At Avignon station, I picked up a book by Vladimir Fédorovski, half Russian, half Ukrainian, who was a senior diplomat and government spokesman under Mikhail Gorbachev. Gorbachev and Boris Yeltsin, the president who picked out Putin to be prime minister, currently have 2% approval ratings in Russia, he revealed. And whereas at one point in the Gorbachev era 80% of Russians defined themselves as “pro-West”, the figure is now between 10% and 15% (and may have fallen since the invasion and the accompanying propaganda bombardment).

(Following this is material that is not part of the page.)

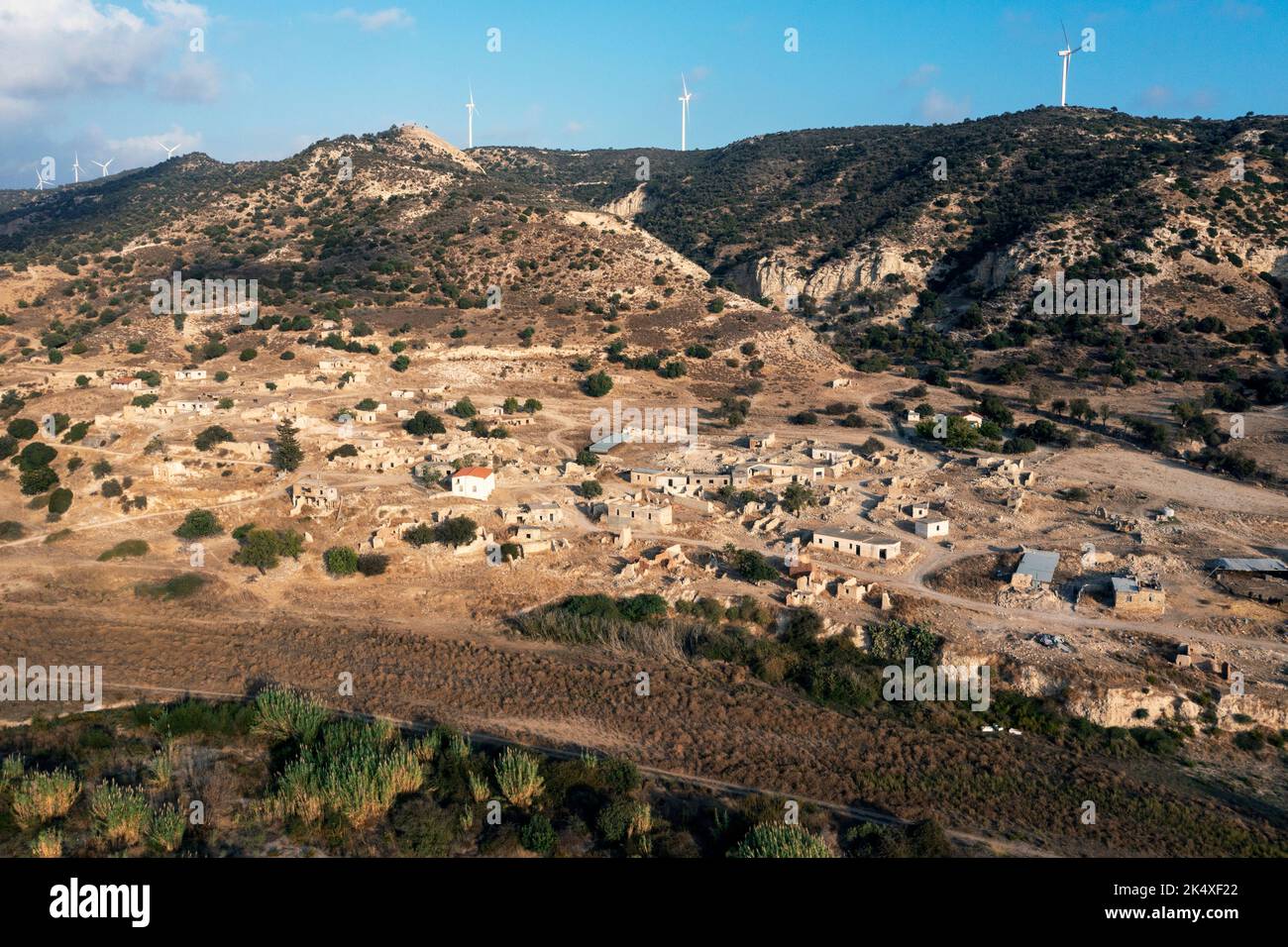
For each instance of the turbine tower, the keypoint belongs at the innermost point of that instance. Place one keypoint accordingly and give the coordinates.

Historically no fan of Putin, Fédorovski does make the point that the West’s failure to draw Russia more closely to Europe after the collapse of communism was a huge error, leaving Russians feeling the West did not merely want to kill communism, but Russia itself. He believes Putin sees himself as the fourth in a historic quartet of Great Russian Leaders… with Ivan the Terrible, Peter the Great and Stalin.
For years, Nostalgie, playing all the hits from earlier parts of my life, has been my car radio station of choice whenever I am in France. They now have a rival, however, Crooner Radio.
In one glorious two-hour drive, I had Elvis P and Edith P, Jacques B and Johnny H, Frank S and France G, Michel S, Diana R, Aretha F, Charles A and Charles T… and if you need to ask what any of the surname letters stand for, you don’t deserve Crooner Radio.